# How does one disassemble a cis injector? Where to buy parts?



## SGLoki (Dec 12, 2004)

So I have never bothered to tear down a CIS injector before, but I think I am due for a try. Has anyone done this before? 

where can I buy a rebuild kit for the mk1 cis injectors? I need to replace the screens at minimum. 

Thanks!

-Loki


----------



## ps2375 (Aug 13, 2003)

you don't. They either work or you can try to have it cleaned or just get another one,(new or used). I have never heard of anybody refurbing these injectors. I don't know that it would even be worth it.

I have 6 of them you can have if you want to pay for shipping. I know at least 1 is leaky and has a poor spray pattern, the rest ???


----------



## SGLoki (Dec 12, 2004)

Thanks for the reply.

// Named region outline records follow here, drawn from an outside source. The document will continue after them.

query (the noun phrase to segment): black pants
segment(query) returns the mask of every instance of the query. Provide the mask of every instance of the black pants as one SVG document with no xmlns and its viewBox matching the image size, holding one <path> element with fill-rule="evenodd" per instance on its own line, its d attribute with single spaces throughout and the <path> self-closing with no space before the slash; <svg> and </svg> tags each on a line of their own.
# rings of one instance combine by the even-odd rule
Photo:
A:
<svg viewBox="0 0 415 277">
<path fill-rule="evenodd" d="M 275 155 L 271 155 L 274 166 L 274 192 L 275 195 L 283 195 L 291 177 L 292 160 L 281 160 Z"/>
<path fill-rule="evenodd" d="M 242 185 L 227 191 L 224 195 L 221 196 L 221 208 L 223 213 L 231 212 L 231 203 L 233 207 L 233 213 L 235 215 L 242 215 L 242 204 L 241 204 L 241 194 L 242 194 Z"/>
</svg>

I was under the impression they were multi piece, I realized after a close inspection that the tip is crimped closed and a rebuild would be stupid and risky. 

I bought a new set after the shop I called for ultrasonic cleaning claimed they tore them down and replaced the screens inside. :screwy:


----------



## ps2375 (Aug 13, 2003)

Wow, those guys are real honest,,,,


----------



## antichristonwheels (Jun 14, 2001)

you can hang a fingernail under the pin valve and pull it open. then you can backflush the injector by spraying wd40, carb cleaner, etc


----------



## rabbitnothopper (Oct 19, 2009)

antichristonwheels said:


> you can hang a fingernail under the pin valve and pull it open. then you can backflush the injector by spraying wd40, carb cleaner, etc




this works but not as thorough as ultrasonic cleaning process

the ultrasonic physically loosens all dirt/carbon/rust and other debris OFF the metal

then yeah you could flush that out like you said


----------



## vdubbugman53 (Nov 7, 2006)

http://reflectionsandshadows.com/cis-injector-cleaning/


----------